As far a I know, the term "data frame" comes from R and its predecessors like S,...

stewbrew · on Feb 16, 2016

"data frame is the core data structure"

Actually, AFAIK a data.frame in R is actually a list of vectors (i.e. columns) with some constraints.

chubot · on Feb 16, 2016

That's not true:

    > d=data.frame(a=c(1,2,3),b=c(4,5,6))
    > e=list(a=c(1,2,3),b=c(4,5,6))

    > class(d)
    [1] "data.frame"
    > class(e)
    [1] "list"

    > d[c(TRUE,FALSE),]
      a b
    1 1 4
    3 3 6

    > e[c(TRUE,FALSE),]
    Error in e[c(TRUE, FALSE), ] : incorrect number of dimensions

They are represented similarly in R, but they are distinct data types. The data frame is the core data structure in the sense that many functions in R operate on data frames (but not lists of vectors).

stewbrew · on Feb 16, 2016

1. You shouldn't use `=` for assignments in R but `<-`. `=` does late binding.

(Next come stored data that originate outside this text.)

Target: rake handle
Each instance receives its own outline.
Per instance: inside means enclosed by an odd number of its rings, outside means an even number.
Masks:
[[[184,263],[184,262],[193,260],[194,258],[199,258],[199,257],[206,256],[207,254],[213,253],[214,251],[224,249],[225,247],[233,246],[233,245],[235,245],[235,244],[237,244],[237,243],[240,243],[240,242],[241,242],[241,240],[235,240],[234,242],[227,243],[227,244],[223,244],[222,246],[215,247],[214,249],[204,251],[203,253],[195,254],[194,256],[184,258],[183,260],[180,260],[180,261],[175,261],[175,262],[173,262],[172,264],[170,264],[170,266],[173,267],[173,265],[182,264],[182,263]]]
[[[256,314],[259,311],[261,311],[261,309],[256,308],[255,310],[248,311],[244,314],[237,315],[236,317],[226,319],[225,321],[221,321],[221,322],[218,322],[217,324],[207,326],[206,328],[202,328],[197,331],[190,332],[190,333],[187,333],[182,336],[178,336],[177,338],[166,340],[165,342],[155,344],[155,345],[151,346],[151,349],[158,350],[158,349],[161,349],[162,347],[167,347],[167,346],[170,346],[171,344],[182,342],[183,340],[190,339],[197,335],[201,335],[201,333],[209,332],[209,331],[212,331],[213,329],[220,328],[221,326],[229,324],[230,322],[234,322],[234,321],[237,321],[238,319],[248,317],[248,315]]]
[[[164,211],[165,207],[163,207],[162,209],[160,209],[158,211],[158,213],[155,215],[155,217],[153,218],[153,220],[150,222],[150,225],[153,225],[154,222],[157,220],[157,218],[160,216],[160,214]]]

2. You shouldn't use `class()` here but `mode()` to check the actual underlying data structure.

    > mode(d)
    [1] "list"
    > mode(e)
    [1] "list"

3. The reason `[` works differently is because it a S3 method which invokes different functions for lists and data.frames -- that's why class(d) doesn't return "list". See `methods("[")`.

See https://cran.r-project.org/doc/manuals/r-release/R-lang.html... for details.

infinite8s · on Feb 16, 2016

Same in pandas, although it's closer to a dictionary of column names to singly-typed vectors. Most simple columnar databases are structured that way as well (a more complicated design involves chunking the columns into pages).